Она пошла как будто нехотя, и я не понимал отчего. Возвращается… идем… вхожу и я, и что же попалось мне прежде всего на глаза? Моя тетрадь, обвернутая в чистую бумагу и разложенная на последней сцене… на конце было написано что-то, как я увидел издали. — Я отворотился в сторону и стал смотреть на портрет Дмитриева, нарочно для того, чтоб дать ей время прибрать тетрадь. Мы пили чай в беседке. Впрочем, мне как-то неловко было при чужих людях. Она заметила это и спросила меня о причине. Я сказал, что лучше люблю быть с нею сам-дру… сам-третей.
— У вас мой вкус, — отвечала она мне, улыбаясь, — я также не люблю общества.
— Позвольте же мне отпраздновать нынешний день послезавтра у вас; в воскресенье, — сказал я, — вы будете одни?
— Приходите, приходите, буду дожидаться вас.

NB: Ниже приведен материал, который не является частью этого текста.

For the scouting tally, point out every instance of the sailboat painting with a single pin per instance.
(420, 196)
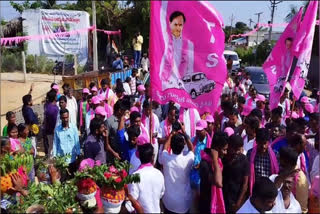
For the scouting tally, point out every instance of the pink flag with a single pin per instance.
(302, 47)
(186, 53)
(278, 64)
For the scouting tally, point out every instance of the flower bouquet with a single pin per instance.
(20, 163)
(112, 180)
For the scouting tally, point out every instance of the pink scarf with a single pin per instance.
(192, 122)
(209, 141)
(108, 110)
(169, 60)
(81, 111)
(145, 165)
(143, 121)
(217, 201)
(273, 160)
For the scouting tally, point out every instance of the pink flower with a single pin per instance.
(107, 175)
(123, 173)
(112, 169)
(118, 180)
(98, 163)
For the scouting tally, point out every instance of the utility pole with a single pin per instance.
(273, 7)
(95, 49)
(250, 21)
(258, 14)
(231, 19)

Я взял шляпу и ушел потихоньку.
ПИСЬМО XV
От Всеволода к его другу.
Meurs Cesar! [51] Женись на Луизе. Я случайно узнал много подробностей в ее пользу (она подруга моей новой знакомки), читал многие ее письма и признаюсь, они мне очень понравились: ясны, правильны, умны. Нигде не страдает ни грамматика, ни логика; есть даже ученые термины. Долго думал я вообще о браке. Правду сказать: почему и не так? ведь и Шлёцер, и Гердер, и Герен [52] были женаты. Можно работать и при жене. — Однако — все как-то мудрено мне кажется! Жена! Дети! — Нельзя не рассмеяться! Я вообразить себе этого не умею. — Так и быть. Я благословляю тебя и жду ответа.
51
Умри, Цезарь! (фр.)
52
Геерен А.-Г.-Л. (1760–1842) — немецкий историк.
ПИСЬМО XVI
От Луизы к ее подруге.
Благодарю тебя за поздравление, добрая моя Катенька, благодарю тебя и за твои желания [53] : письмо твое доставило мне несравненное удовольствие — как будто бы исполнилось уже все то, чего ты мне пожелала; письмо твое я получила в самый день моего рождения поутру. Только что прочла его, только что стала думать о тебе и благословлять промысл, соединивший меня с тобою узами дружбы, как вошел Б. Б. — другой человек, который… который близок к моему сердцу.
53
Письма этого не нашлось, равно как двух или трех писем Луизы пред сим.